Coleman has told the Call Isle of Capri Casinos will not automatically be ruled out of the county's selection process despite developers' requests for a moratorium on the south county site if they were not selected by both the city and county. The county committee originally planned to make its recommendation in January, but panel members needed more time to evaluate the two remaining proposals, according to Coleman.
With almost a month of additional evaluation time, the committee decided to seek public input, visit functioning out-of-state casino sites, meet with the Missouri Gaming Commission, and again discuss the proposals with the respective developers.
A public forum, sponsored by the Economic Council, was scheduled to take place at 7 p.m. Wednesday, Feb. 4, at Mehlville Senior High School, 3200 Lemay Ferry Road.
"The forum allows us an opportunity to provide direct information from the selection committee as to the very specific benefits to the community of each proposals," Coleman told the Call, adding that the committee had received direction from Port Authority members to conduct the hearing.
The committee also was looking to gain a great deal of information from the community via the forum, he said, that could have some effect on the committee's decision.
The committee also will attempt to gauge the public's response to a gaming presence in south county by meeting with representatives from area school and fire districts, such as the Mehlville School District and the Lemay and Mehlville fire protection districts.
"We have our own estimates as to what benefits would be with each of the districts," he said. "We want to meet with them and see if our estimates are the same as theirs. Particularly school districts have different formulas that impact revenue and we want to double check our own figures before moving forward ... those will all be available at the public hearing."
Besides gathering public input, Coleman said committee members visited operating casino sites last week to better understand the operations that might come to south county. Members are visiting an Isle of Capri site in Louisiana and a Pinnacle site in Indiana.
Committee members were to evaluate the "scope and quality" of the operations, according to a press release.
"Most of the committee members are making visits today and tomorrow," Coleman said Jan. 30. "With the additional 30 days we had at our disposal, we felt actually seeing the quality ... in other communities, would give an indication of the quality they are proposing here."

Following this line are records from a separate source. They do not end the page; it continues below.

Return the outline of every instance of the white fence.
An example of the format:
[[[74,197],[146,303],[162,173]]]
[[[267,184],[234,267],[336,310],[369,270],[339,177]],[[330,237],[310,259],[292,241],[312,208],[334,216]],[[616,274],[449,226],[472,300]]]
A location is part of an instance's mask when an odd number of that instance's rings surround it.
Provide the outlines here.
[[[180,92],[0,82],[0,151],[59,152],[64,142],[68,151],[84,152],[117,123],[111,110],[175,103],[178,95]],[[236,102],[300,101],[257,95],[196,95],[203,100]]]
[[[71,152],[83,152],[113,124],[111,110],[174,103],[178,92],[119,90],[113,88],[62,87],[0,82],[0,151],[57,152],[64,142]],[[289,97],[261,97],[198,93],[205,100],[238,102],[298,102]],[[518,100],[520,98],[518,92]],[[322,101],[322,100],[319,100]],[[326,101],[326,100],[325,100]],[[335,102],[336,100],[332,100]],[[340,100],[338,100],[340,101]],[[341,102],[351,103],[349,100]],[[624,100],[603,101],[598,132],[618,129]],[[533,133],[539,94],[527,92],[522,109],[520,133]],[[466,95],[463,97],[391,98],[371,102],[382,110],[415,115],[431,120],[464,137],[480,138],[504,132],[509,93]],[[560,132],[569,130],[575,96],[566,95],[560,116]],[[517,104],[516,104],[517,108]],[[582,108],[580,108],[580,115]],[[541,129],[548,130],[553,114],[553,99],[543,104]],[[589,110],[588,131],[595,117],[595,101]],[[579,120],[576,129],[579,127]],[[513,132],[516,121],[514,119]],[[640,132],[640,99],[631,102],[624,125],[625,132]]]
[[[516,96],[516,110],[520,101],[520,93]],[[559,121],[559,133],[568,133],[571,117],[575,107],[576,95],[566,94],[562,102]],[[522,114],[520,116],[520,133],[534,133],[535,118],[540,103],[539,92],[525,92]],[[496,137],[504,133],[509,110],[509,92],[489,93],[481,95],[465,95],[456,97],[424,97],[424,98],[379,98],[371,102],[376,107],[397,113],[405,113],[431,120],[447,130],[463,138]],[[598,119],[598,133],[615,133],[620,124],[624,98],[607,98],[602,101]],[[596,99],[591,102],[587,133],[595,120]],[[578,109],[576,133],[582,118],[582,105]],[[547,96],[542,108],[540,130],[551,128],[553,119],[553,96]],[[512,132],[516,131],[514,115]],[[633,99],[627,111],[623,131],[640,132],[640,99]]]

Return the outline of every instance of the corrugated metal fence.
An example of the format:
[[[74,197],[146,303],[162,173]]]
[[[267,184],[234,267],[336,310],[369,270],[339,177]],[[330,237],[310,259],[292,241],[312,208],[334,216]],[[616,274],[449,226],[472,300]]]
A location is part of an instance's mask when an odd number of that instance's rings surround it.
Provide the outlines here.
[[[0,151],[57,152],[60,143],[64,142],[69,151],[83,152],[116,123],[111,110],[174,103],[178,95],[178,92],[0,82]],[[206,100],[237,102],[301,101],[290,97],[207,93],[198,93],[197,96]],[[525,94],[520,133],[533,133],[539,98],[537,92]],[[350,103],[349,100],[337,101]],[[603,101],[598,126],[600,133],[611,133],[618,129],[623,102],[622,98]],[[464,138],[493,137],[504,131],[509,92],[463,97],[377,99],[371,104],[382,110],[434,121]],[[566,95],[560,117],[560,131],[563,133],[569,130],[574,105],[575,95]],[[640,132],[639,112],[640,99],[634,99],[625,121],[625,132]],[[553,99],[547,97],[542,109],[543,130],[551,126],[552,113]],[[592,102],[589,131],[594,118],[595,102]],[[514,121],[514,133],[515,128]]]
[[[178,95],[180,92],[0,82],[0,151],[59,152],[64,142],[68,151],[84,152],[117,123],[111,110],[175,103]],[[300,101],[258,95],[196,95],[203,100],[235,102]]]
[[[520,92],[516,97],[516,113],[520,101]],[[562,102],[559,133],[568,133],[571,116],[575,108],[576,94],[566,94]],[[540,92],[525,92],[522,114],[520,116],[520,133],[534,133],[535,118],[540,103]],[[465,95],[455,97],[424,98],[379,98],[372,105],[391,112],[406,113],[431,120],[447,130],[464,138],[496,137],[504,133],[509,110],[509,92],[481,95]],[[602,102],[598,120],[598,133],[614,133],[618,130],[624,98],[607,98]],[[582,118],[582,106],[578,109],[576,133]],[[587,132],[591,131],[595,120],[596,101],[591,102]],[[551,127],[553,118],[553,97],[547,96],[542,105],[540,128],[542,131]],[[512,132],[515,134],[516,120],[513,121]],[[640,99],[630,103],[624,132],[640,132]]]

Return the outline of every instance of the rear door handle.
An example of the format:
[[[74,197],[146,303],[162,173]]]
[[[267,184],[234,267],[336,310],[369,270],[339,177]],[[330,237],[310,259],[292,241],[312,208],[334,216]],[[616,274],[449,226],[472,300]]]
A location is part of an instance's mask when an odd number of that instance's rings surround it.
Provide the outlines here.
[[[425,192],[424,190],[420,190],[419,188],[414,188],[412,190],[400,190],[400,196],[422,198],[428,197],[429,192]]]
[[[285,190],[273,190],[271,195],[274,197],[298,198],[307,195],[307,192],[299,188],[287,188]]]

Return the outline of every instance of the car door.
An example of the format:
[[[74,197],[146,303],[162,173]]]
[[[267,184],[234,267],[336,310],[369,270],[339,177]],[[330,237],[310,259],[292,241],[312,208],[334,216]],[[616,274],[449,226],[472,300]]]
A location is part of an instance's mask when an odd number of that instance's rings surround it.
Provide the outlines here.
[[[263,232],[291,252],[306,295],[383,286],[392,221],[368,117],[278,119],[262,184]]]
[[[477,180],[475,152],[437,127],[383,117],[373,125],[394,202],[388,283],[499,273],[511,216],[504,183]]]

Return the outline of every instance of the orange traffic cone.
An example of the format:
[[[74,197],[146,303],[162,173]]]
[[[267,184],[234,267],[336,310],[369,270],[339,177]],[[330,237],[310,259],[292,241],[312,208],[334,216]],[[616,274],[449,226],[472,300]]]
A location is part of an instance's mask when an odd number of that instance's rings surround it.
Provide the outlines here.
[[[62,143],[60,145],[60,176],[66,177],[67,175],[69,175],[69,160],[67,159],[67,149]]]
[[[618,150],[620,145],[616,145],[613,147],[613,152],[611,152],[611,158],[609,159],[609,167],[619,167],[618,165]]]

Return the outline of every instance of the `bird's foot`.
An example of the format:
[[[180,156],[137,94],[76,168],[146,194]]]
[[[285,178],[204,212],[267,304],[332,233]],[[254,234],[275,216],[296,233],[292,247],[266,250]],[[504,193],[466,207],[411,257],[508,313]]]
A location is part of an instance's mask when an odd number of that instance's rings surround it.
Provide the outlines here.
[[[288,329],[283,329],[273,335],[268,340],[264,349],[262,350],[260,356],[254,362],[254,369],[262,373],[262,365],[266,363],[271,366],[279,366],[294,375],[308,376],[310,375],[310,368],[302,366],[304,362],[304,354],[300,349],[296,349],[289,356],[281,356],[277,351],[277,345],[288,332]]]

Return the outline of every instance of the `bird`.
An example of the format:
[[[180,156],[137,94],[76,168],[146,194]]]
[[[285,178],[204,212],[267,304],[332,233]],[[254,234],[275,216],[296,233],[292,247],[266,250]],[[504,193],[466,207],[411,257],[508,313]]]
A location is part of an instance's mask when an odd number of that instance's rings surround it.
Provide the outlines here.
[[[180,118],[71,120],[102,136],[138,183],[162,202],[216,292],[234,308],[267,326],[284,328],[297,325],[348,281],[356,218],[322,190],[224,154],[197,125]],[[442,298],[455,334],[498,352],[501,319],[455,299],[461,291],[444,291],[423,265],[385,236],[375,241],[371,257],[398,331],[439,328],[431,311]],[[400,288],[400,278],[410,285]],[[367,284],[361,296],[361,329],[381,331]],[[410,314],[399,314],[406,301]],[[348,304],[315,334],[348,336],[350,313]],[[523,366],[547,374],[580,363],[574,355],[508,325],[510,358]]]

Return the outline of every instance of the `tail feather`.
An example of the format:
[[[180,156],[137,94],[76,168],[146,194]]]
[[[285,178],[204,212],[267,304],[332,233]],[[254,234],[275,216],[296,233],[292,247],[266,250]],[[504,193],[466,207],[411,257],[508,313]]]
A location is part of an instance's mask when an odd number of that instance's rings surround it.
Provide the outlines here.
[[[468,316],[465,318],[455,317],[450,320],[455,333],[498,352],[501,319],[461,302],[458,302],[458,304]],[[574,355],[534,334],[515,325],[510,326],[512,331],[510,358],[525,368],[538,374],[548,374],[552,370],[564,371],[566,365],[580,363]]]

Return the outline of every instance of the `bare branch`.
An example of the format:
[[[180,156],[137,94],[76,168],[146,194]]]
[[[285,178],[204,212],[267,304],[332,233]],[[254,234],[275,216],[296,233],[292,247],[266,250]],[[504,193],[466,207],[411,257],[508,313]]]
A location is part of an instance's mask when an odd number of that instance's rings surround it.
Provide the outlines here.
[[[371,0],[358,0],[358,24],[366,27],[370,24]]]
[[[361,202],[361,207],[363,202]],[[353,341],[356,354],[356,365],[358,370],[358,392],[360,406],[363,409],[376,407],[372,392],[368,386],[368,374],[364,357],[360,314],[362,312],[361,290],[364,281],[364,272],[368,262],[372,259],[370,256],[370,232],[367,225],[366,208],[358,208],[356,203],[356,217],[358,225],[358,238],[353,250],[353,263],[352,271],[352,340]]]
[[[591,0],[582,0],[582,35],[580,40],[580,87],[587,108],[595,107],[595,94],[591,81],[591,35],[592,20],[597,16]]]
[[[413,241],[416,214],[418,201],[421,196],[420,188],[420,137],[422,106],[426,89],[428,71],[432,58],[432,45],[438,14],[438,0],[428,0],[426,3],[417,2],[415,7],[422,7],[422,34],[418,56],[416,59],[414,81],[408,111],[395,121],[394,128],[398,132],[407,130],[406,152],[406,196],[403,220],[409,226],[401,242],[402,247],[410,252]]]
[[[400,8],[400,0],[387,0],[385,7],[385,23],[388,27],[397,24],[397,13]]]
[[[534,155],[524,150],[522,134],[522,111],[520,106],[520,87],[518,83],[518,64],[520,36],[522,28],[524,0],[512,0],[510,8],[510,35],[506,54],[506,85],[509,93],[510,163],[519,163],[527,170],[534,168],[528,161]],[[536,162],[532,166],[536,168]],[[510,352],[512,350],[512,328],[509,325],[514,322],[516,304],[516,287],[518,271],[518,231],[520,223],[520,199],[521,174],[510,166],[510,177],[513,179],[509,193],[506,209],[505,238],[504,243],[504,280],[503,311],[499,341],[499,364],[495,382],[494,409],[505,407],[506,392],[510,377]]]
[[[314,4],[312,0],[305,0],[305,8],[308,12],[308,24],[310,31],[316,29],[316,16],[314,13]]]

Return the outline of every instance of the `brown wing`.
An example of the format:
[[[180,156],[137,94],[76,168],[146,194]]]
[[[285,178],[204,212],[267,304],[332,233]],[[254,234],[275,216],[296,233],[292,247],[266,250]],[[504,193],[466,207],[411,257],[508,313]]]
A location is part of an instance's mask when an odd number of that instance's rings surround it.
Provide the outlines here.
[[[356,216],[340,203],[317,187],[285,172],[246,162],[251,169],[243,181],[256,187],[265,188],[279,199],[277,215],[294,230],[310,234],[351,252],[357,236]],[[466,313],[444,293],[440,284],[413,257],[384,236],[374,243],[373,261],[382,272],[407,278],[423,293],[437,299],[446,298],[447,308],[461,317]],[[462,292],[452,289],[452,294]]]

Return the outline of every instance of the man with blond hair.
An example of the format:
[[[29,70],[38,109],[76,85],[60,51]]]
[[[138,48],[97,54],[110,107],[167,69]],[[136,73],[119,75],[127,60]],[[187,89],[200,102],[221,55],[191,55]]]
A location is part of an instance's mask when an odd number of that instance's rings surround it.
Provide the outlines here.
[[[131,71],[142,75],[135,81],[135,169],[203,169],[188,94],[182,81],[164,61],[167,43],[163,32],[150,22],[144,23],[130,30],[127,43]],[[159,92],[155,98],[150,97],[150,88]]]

Though Coleman would not comment on specific concerns committee members have with the Pinnacle and Isle of Capri proposals, he said the committee will meet with the developers again to follow up and address any concerns before they make their final decision and after they have met with the Missouri Gaming Commission.
Coleman, who spoke with the Call immediately after meeting with Gaming Commission members in Jefferson City Jan. 31, said the meeting was productive, but commissioners were unable to reveal anything "definite."
"They did reiterate, once again, their principal concern has been getting a quality facility in downtown St. Louis and that everything else is secondary to that," he said. "They also indicated that with mostly new commission members (since the 2000 decision to reject the county's proposal for a gaming site in Lemay), and once they get their fifth commissioner established, they will be in a situation with a whole new ball game. We will have a clean slate with this commission going about this selection."
The committee, which is trying evaluate the commission's response to the the city's selection of Pinnacle before making a decision, Coleman said, still has a lot of information to consider and wade through even with the extended selection deadline.